Central Queensland University (CQU), one of Australia’s largest regional higher education institutions, has said that it expects revenue to be down A$100 million (£51 million), a sum that represents around 22% of its annual income last year.
To help mitigate financial losses, the university’s vice-chancellor, Nick Klomp, has cut 20% from its leaders’ salaries, frozen staff pay rises, halved the number of deputy vice-chancellors, plans to close one campus and two regional study centres, and is seeking voluntary redundancies.

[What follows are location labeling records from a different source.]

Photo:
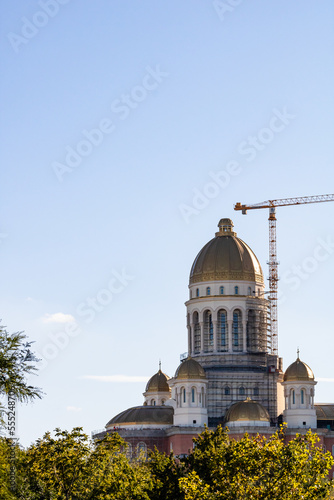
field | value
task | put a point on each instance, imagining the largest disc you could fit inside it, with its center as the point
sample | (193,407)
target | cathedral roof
(247,410)
(298,371)
(188,369)
(158,383)
(143,415)
(226,257)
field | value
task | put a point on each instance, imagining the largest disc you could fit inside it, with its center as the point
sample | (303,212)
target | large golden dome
(298,371)
(158,383)
(143,415)
(226,257)
(247,411)
(188,369)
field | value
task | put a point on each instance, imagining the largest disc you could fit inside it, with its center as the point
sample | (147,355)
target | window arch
(197,333)
(237,331)
(208,331)
(222,330)
(193,395)
(141,450)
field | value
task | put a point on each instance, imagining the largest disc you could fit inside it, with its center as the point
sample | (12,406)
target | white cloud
(73,408)
(57,318)
(116,378)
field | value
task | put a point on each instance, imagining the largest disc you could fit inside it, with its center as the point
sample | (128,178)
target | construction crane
(273,263)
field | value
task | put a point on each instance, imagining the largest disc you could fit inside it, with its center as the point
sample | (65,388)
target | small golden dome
(298,371)
(158,383)
(189,368)
(226,257)
(247,410)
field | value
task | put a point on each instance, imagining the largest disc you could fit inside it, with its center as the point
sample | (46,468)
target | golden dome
(158,383)
(189,368)
(247,410)
(226,257)
(143,415)
(298,371)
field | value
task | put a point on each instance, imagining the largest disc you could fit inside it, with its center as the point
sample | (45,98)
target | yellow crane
(273,263)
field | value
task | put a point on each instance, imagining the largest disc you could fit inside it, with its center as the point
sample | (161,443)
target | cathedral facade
(229,375)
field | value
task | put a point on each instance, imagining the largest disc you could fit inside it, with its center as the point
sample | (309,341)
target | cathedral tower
(227,320)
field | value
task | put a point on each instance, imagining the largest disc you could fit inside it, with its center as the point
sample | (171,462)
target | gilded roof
(247,410)
(141,415)
(298,371)
(324,411)
(189,368)
(158,383)
(226,257)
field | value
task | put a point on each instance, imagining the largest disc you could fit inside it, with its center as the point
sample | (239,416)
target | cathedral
(229,375)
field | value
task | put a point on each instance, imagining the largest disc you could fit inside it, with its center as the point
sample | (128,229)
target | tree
(257,468)
(16,362)
(70,467)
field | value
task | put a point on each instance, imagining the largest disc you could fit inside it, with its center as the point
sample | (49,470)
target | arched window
(142,450)
(237,331)
(193,395)
(222,330)
(197,333)
(208,331)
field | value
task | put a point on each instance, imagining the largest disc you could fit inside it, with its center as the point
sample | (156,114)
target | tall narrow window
(235,329)
(208,331)
(222,329)
(197,333)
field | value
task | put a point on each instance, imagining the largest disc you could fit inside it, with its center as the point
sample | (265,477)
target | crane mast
(273,263)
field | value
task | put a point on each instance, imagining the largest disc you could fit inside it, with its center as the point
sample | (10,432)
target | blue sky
(129,129)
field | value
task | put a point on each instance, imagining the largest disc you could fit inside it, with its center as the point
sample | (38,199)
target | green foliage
(16,362)
(70,467)
(166,470)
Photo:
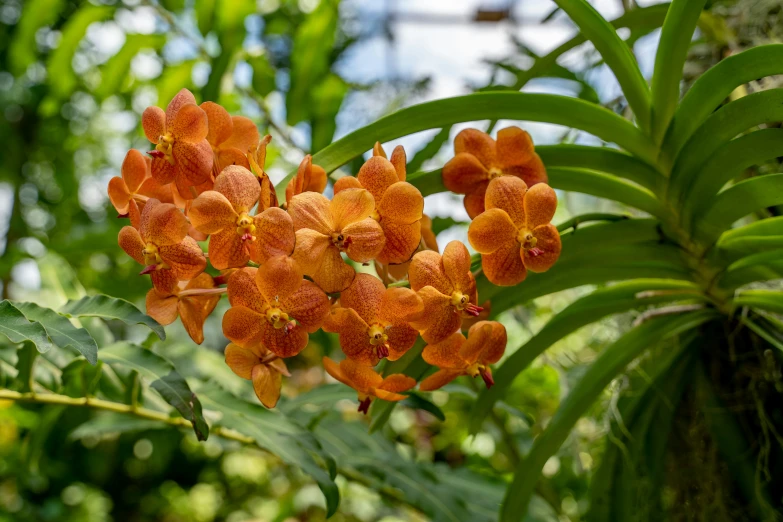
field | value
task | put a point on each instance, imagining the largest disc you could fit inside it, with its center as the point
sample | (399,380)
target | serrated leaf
(61,331)
(107,307)
(163,378)
(18,329)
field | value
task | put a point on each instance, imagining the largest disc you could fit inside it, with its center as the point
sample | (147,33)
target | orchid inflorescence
(287,268)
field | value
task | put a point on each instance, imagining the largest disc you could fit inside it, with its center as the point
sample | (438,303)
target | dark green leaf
(107,307)
(163,378)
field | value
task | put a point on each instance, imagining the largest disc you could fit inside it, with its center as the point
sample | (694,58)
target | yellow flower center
(277,317)
(245,227)
(165,144)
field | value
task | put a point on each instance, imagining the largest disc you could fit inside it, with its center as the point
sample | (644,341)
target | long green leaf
(604,186)
(603,302)
(714,86)
(163,378)
(18,329)
(107,307)
(600,373)
(560,110)
(62,332)
(740,200)
(616,54)
(720,128)
(669,61)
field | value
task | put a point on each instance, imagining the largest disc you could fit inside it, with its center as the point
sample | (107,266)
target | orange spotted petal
(243,325)
(242,290)
(241,360)
(266,383)
(185,258)
(220,124)
(401,203)
(492,230)
(540,205)
(364,378)
(153,121)
(211,212)
(427,270)
(376,175)
(119,195)
(504,266)
(477,143)
(240,187)
(311,210)
(346,182)
(353,335)
(278,278)
(439,379)
(548,245)
(245,134)
(446,353)
(308,305)
(402,240)
(130,241)
(366,240)
(507,193)
(399,159)
(162,309)
(350,206)
(464,174)
(190,125)
(365,295)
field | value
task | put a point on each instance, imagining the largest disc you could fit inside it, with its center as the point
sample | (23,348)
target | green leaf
(599,374)
(107,307)
(603,302)
(275,433)
(720,128)
(714,86)
(163,379)
(615,53)
(18,329)
(602,159)
(728,163)
(35,15)
(115,71)
(669,61)
(429,150)
(313,44)
(604,186)
(62,78)
(61,331)
(549,108)
(740,200)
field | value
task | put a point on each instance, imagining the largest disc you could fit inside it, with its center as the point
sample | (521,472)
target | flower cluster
(290,269)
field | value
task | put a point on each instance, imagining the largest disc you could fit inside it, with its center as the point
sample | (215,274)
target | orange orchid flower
(236,236)
(187,303)
(129,191)
(447,289)
(231,137)
(163,246)
(273,305)
(367,382)
(257,158)
(308,178)
(398,204)
(182,154)
(325,229)
(255,363)
(373,321)
(457,355)
(514,234)
(480,159)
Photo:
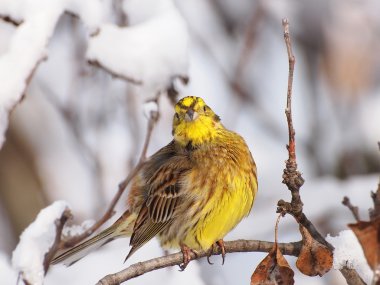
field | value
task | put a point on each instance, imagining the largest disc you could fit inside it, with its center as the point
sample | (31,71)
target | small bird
(190,193)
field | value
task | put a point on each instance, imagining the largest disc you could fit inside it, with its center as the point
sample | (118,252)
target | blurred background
(79,130)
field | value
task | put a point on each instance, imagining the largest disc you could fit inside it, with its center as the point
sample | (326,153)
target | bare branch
(177,258)
(122,186)
(351,276)
(354,210)
(59,224)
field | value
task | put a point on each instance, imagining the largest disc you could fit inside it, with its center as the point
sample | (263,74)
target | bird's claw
(220,244)
(186,252)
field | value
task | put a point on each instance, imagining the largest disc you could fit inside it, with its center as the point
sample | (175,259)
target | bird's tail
(121,228)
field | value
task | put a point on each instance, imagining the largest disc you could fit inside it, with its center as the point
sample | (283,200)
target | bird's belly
(206,223)
(219,217)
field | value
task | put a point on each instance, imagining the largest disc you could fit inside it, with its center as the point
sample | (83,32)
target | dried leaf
(368,234)
(273,270)
(314,258)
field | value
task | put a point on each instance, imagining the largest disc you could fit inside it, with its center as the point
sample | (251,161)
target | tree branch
(141,268)
(153,118)
(354,210)
(114,74)
(292,177)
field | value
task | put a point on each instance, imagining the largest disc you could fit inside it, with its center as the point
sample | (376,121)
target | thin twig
(351,276)
(122,186)
(354,210)
(59,224)
(292,177)
(177,258)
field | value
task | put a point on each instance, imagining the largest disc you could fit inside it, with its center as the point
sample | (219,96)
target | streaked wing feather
(163,186)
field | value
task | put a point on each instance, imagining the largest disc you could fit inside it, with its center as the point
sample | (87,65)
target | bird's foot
(220,244)
(209,253)
(186,252)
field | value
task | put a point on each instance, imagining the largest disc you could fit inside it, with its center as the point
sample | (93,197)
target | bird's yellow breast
(225,179)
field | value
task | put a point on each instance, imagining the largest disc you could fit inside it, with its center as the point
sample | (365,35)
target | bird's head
(194,122)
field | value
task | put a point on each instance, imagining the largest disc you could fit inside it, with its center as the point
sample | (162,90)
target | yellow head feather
(194,122)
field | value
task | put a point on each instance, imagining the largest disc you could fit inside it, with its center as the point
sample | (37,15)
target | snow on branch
(26,50)
(150,53)
(33,253)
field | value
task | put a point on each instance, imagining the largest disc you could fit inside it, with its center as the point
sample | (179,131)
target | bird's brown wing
(163,174)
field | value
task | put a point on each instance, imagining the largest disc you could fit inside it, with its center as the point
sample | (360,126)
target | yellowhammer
(190,193)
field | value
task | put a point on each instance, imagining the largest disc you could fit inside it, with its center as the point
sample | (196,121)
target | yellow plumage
(190,193)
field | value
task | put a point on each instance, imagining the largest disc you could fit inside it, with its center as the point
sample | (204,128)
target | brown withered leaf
(273,270)
(314,258)
(368,234)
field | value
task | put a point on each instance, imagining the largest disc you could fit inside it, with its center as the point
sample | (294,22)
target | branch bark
(141,268)
(293,179)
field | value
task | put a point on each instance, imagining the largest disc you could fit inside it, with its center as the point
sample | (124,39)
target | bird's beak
(191,115)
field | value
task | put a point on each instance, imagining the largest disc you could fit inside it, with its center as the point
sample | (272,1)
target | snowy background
(75,79)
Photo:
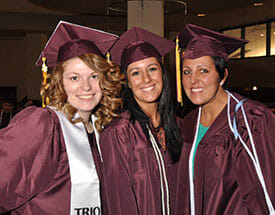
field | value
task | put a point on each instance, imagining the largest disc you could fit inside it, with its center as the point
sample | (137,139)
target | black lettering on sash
(88,211)
(77,211)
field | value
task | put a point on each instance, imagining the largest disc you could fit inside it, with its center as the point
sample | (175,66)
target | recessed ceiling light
(201,14)
(257,4)
(254,88)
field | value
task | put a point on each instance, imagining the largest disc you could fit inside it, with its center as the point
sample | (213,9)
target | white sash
(85,195)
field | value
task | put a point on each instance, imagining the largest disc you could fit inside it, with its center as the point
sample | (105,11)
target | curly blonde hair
(111,81)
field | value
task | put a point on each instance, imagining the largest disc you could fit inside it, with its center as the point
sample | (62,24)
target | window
(272,38)
(234,33)
(257,41)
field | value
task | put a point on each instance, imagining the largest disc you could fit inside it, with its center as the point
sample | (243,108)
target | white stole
(85,192)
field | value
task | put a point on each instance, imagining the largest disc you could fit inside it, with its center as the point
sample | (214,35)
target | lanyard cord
(1,117)
(253,155)
(162,172)
(190,163)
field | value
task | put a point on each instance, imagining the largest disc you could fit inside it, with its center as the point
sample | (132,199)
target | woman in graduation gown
(227,161)
(49,157)
(141,147)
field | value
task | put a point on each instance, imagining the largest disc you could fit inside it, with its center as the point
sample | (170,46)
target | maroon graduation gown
(131,172)
(34,168)
(225,179)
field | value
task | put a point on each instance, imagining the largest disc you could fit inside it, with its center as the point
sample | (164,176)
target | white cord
(190,163)
(163,177)
(253,156)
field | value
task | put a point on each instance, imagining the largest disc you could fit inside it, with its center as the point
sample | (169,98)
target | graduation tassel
(179,90)
(44,74)
(108,56)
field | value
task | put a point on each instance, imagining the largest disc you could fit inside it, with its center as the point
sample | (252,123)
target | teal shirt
(201,133)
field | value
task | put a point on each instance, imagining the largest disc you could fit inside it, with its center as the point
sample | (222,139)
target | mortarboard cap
(199,41)
(138,44)
(71,40)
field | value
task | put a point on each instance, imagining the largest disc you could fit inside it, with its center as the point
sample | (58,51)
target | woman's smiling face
(145,80)
(81,85)
(200,80)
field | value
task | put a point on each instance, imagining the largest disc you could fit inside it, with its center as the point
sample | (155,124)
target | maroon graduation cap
(71,40)
(138,44)
(198,41)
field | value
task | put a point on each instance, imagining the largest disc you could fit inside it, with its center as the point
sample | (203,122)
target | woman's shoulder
(34,115)
(253,107)
(119,122)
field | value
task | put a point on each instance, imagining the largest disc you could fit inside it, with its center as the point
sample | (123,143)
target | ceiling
(35,15)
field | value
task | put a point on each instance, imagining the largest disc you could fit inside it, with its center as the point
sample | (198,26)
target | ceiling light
(257,4)
(201,14)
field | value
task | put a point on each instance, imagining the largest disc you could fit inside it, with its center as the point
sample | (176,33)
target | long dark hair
(165,107)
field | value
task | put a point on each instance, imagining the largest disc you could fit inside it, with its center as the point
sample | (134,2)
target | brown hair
(110,82)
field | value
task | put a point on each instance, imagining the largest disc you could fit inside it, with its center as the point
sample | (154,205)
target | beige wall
(13,64)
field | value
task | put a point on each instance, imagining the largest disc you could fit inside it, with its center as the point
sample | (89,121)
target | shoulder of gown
(29,154)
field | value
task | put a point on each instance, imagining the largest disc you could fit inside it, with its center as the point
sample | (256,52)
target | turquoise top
(201,133)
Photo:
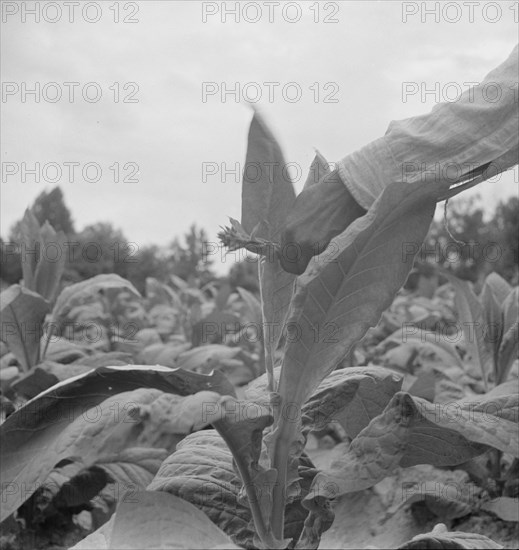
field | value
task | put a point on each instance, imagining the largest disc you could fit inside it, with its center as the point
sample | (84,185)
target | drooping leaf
(405,434)
(154,519)
(341,295)
(353,396)
(499,287)
(267,190)
(201,472)
(23,312)
(29,436)
(473,324)
(318,169)
(242,429)
(439,537)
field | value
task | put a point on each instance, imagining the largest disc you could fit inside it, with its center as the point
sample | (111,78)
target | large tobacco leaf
(201,471)
(340,296)
(155,519)
(23,312)
(439,538)
(413,431)
(352,396)
(150,519)
(267,197)
(81,405)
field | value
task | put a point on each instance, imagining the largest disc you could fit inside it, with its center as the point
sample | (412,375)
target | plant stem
(269,362)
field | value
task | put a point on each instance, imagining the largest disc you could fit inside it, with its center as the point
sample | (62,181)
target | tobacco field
(341,408)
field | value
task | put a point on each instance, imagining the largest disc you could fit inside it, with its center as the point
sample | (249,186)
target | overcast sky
(167,54)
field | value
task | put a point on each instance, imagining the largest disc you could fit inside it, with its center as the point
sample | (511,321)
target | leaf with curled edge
(439,537)
(401,436)
(353,396)
(489,419)
(154,519)
(201,471)
(241,427)
(473,323)
(318,169)
(347,288)
(267,189)
(28,435)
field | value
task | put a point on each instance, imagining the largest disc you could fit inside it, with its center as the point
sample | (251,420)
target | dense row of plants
(198,414)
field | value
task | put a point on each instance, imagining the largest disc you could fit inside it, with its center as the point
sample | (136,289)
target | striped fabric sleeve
(480,126)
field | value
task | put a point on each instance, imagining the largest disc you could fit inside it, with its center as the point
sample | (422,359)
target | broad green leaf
(318,169)
(154,519)
(267,190)
(145,417)
(201,471)
(405,434)
(472,319)
(504,508)
(23,312)
(73,295)
(439,537)
(353,396)
(242,429)
(345,289)
(31,434)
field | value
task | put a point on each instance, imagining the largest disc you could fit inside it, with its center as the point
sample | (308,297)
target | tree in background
(471,246)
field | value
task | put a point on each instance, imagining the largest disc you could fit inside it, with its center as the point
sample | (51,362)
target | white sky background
(171,132)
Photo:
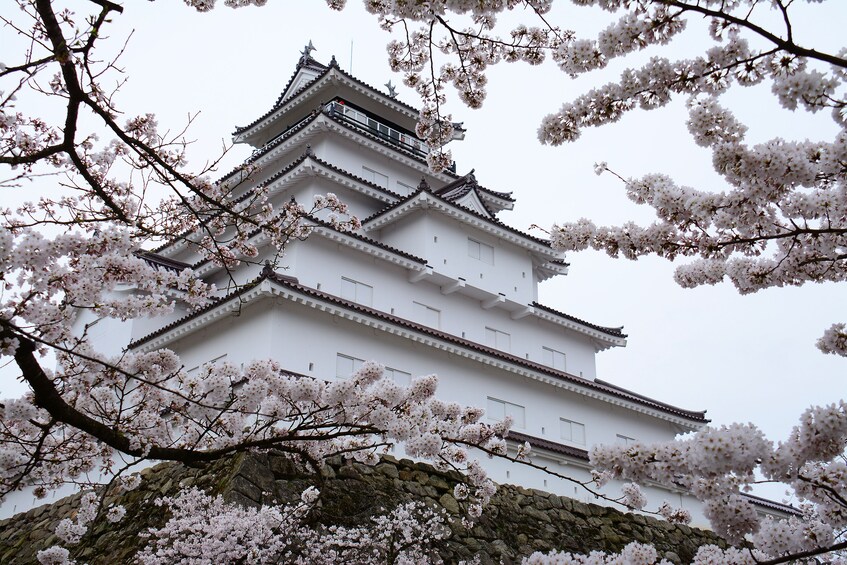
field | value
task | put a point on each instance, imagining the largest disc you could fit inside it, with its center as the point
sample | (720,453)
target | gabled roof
(306,62)
(424,198)
(467,184)
(332,70)
(254,291)
(617,332)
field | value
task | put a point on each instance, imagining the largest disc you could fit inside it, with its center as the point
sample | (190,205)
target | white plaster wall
(306,340)
(460,315)
(443,242)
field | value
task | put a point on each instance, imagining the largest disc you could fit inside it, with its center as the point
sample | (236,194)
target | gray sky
(749,358)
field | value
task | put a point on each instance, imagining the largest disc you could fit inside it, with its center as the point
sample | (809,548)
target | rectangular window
(499,409)
(404,188)
(553,358)
(356,291)
(427,315)
(480,251)
(573,432)
(345,365)
(497,339)
(375,176)
(400,377)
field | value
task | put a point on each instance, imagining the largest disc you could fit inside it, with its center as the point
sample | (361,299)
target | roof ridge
(698,416)
(618,332)
(493,220)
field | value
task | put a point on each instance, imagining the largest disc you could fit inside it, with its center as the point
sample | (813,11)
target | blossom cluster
(718,465)
(205,529)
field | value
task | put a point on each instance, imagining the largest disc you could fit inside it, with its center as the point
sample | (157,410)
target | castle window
(399,377)
(553,358)
(356,291)
(499,409)
(427,315)
(498,339)
(375,177)
(573,432)
(480,251)
(346,365)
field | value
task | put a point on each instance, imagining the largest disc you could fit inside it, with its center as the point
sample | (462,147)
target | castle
(433,282)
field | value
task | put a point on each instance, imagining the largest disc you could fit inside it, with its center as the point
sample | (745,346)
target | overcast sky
(743,358)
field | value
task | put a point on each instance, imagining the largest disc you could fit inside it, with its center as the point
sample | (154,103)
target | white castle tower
(434,282)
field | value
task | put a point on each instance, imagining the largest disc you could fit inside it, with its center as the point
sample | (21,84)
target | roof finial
(306,53)
(392,90)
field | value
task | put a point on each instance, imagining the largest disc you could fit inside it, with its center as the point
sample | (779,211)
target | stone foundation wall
(518,521)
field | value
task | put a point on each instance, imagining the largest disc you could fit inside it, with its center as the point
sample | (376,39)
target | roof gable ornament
(392,90)
(306,53)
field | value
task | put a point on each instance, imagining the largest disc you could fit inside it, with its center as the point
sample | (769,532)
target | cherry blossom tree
(120,184)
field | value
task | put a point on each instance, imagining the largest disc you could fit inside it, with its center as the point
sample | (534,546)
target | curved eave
(549,270)
(424,200)
(332,76)
(312,166)
(266,288)
(353,241)
(600,337)
(322,124)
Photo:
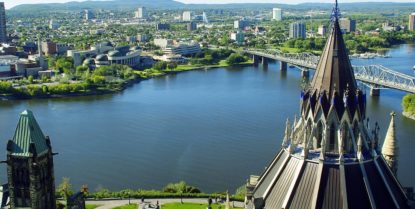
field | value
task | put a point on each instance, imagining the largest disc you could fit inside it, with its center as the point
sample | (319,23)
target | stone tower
(330,156)
(30,166)
(390,147)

Deakin University called for voluntary redundancies after it forecasted a A$110 million drop in revenue for this year; the University of New South Wales has projected a A$600 million cut to income, Melbourne A$500 million, and Sydney University A$470 million.
Such vast losses across Australia’s higher education sector place a spotlight on the brutal operating conditions ushered in by the Covid-19 pandemic, which has resulted in international travel bans, exam cancellations and unprecedented levels of economic uncertainty. Combined, these factors have rattled universities across the world, many of which are heavily reliant on income from lucrative international students who pay higher tuition fees, but are now bracing for potentially fatal revenue losses come September.
A recent survey found that over a third of international students were considering changing their study abroad plans in light of Covid-19.
CQU is acutely exposed to turbulence in the international student market, which in Australia is worth more than A$15 billion, because some 41.5% of its students come from overseas; around 70% of students in this cohort come from India, Sri Lanka and Nepal. While many of Australia’s largest universities are heavily dependent on income from Chinese students, others rely on students from the less-affluent Asian sub-continent, who tend to seek out courses and qualifications at a lower price point.
In the UK, universities have said that the sector requires several billion pounds of government-backed bailout funds, otherwise there could be insolvencies in the near future.
Australia’s CQU is looking at closing down locations it operates in Biloela, Yeppoon and Noosaville, which are small but employ local educators and provide domestic vocational training.
The university’s contingency plans were reported by the Australian Financial Review.
According to Klomp, simply remaining liquid this year will be a struggle. He has reportedly calculated a scenario that could see the university receive 30% less income from international students in 2021.